Figure 7a shows the raw supply–demand gap without any repositioning measures. It is evident that demand significantly exceeds supply in several hexagonal regions in the lower left corner (colored red), while the rest of the region is predominantly blue, indicating that supply is higher than demand. In contrast, Figure 7b illustrates the demand–supply gap after repositioning. The differences for each cell are also labeled by black numbers. The repositioning strategy, which reallocates idle vehicles from low-demand areas to high-demand areas, results in a more balanced overall supply–demand situation.

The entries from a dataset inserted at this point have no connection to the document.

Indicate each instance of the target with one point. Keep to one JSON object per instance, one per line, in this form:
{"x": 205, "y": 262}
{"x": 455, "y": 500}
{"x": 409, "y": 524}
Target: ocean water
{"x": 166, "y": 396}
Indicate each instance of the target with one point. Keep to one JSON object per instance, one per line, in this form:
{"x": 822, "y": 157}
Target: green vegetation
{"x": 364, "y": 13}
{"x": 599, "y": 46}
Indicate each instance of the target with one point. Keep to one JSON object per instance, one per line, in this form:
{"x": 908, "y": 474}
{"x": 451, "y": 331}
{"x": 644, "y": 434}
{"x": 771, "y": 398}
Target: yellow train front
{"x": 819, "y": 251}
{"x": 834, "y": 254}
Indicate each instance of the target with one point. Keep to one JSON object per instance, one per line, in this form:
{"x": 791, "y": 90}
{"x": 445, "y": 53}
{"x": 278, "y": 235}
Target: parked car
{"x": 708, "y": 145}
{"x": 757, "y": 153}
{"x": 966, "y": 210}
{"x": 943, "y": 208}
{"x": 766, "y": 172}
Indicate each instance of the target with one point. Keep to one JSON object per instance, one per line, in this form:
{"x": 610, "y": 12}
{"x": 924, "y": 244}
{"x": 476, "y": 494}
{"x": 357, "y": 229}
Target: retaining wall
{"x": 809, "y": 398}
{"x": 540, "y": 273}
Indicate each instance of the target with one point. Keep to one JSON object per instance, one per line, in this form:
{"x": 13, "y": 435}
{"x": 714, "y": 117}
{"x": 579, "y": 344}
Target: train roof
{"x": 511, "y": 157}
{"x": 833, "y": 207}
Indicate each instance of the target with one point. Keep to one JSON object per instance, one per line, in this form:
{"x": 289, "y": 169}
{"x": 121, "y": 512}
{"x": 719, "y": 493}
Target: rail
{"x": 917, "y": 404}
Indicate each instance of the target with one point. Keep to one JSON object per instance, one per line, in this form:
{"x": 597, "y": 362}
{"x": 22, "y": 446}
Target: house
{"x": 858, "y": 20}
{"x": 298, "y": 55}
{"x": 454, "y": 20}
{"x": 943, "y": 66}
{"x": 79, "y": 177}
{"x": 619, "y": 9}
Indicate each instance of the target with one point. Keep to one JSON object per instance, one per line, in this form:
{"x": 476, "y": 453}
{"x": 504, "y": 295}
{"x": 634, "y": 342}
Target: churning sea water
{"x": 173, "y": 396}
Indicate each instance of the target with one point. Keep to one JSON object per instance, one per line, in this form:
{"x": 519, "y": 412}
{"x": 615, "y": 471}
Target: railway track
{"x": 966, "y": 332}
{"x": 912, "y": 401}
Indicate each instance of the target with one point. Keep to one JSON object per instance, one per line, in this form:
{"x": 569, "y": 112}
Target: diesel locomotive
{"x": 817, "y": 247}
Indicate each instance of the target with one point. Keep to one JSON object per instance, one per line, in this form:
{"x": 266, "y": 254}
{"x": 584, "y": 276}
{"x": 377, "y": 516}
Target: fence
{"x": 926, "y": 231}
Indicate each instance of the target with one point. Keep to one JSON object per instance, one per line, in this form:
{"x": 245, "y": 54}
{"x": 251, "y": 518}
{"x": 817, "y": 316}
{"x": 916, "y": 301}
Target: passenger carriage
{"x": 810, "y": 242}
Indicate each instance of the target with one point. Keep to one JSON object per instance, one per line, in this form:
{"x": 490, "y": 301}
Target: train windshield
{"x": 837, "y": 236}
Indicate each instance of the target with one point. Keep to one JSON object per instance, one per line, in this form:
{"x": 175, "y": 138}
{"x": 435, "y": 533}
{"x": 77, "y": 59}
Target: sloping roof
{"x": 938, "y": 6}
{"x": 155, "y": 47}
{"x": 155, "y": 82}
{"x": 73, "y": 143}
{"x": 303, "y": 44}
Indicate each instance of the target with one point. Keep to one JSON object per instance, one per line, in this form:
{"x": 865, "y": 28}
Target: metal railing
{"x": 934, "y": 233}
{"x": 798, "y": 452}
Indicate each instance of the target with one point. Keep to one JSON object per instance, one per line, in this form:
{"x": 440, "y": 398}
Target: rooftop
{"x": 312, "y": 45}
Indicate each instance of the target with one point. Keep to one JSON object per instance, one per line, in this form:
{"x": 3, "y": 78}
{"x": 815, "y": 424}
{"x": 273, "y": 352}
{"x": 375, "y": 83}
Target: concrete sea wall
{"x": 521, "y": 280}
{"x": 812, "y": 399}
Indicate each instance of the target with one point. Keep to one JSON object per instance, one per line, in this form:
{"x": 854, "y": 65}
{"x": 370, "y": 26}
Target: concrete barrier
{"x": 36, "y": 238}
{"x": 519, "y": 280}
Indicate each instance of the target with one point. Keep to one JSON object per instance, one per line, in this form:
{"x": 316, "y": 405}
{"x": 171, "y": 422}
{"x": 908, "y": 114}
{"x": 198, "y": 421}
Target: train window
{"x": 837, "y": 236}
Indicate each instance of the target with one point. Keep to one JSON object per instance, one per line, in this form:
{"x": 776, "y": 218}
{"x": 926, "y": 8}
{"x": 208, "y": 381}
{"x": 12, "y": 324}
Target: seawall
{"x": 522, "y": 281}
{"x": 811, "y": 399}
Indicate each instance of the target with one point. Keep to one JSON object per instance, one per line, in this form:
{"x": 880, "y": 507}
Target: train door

The values and color transitions in both figures clearly demonstrate the effective optimization effect of the MADARL algorithm on balancing supply and demand. Compared to the original supply–demand distribution, the repositioned plots show a significant reduction in the supply–demand gap in regions with high demand (e.g., the lower left corner), further validating the effectiveness of the repositioning strategy.

6.6. Ablation Experiments

The purpose of this ablation experiment is to verify the independent contributions of the local and global attention mechanisms in the MADARL algorithm. To achieve this, four experimental groups have been established to compare the effects of different attention mechanisms, providing insights into how each mechanism enhances the model’s performance in large-scale taxi fleet relocation tasks.

The four experimental groups are as follows:

(1) Control Group: This group serves as the baseline algorithm, without the implementation of any attention mechanism. It represents the standard model that does not incorporate attention mechanisms, providing a reference for evaluating the impact of the different experimental strategies.

(2) Experimental Group 1 (SA): In this group, the MADARL algorithm is improved by adding only the local attention mechanism to the baseline algorithm. This group allows us to observe the effect of focusing attention on local regions of the supply–demand space, which may improve the algorithm’s ability to respond to local variations in demand and supply.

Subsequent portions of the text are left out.